Link: Complete Article
8 If we say we have no sin, we deceive ourselves, and the truth is not in us. 9 If we confess our sins, he is faithful and just to forgive us our sins and to cleanse us from all unrighteousness.
– 1 John 1:8-9
It’s a rare person who is foolish enough to say that they are perfect. Nearly everyone will admit that we’re all human and we all make mistakes. Yet at the same time, we all believe that deep down we’re good people.
One thing that makes this believable is that we know how to compare ourselves favorably. My Sunday School boys tell me how good they are at basketball and how they can beat my son. Well my son is three, so I tell them that’s not saying much. Somehow when it comes to our character and faith, we always compare our best to other people’s worst. We proudly say that we’re better than a murderer or a drug dealer and if all else fails we can always compare favorably with Hitler.
Another reason we are tempted to believe in our own goodness is that we are experts at self-deception. Have you ever met an angry person? The last person to know that he’s angry is always the angry person himself. We know how to play this game. We don’t hate anyone but there are people we’d just rather not speak to ever again. We’re not greedy or envious, we just want to be financially secure.
But God is not deceived by any of this. He is light itself and in Him is no darkness at all. His light exposes darkness! So John is pleading with us, don’t be deceived! The lie is tempting. It feels good to think we’re better than others. It’s painful to face what’s really in our hearts. It’s tempting to believe the lie and avoid the pain, but this does not lead to real joy or real life.
It’s only when we acknowledge and confess our sins that we are free! When we downplay our sin before God and others, relationship is impossible because we have to lie. If we claim to have no sin or if we always excuse our sin, we have to try to deceive each other and God. But if we confess our sin – not that we are sinners generally, but that we love specific things more than Jesus, that we are willing to hurt others to get what we want, that today and not just in our former life that we like our sin – then He’ll forgive us! Jesus can wipe away our sin and make us clean, but He comes only for the sick.
To live in lies is tempting but this only leads to slavery. The truth – no matter how ugly – is what sets us free.
Why Johnny Can’t Preach
T. David Gordon
Many people love to live in their imagined and self-made world of good guys and bad guys, to be reminded that there are good people and bad people and that they are among the good.

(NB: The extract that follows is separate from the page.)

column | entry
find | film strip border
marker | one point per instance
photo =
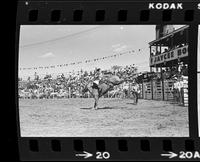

What’s wrong with our culture and every culture, and all human culture since Genesis 3, is that all of us (not some of us) in Adam have revolted against the reign of God, and that each of us (not some of us) prefers his own will to the will of God. Worse, we are utterly incapable, in and of ourselves, of changing. The government cannot change us or rescue us from our revolt; education cannot enlighten our darkened minds; not even the church can deliver us from our darkened understanding that considers our own way better than God’s way; and surely coercive human governments cannot cure souls. Only the God-man, the last Adam, by his perfect obedience and sacrifice and present intercession at the right hand of God, can rescue any of us from our revolt.
Does Prayer Change Things?
R. C. Sproul
We can distinguish between two kinds of repentance: attrition and contrition. Attrition is counterfeit repentance, which never qualifies us for forgiveness. It is like the repentance of a child who is caught in the act of disobeying his mother and cries out, “Mommy, Mommy, I’m sorry, please don’t spank me.” Attrition is repentance motivated strictly by a fear of punishment. The sinner confesses his sin to God, not out of genuine remorse but out of a desire to secure a ticket out of hell. True repentance reflects contrition, a godly remorse for offending God. Here the sinner mourns his sin, not for the loss of reward or for the threat of judgment, but because he has done injury to the honor of God.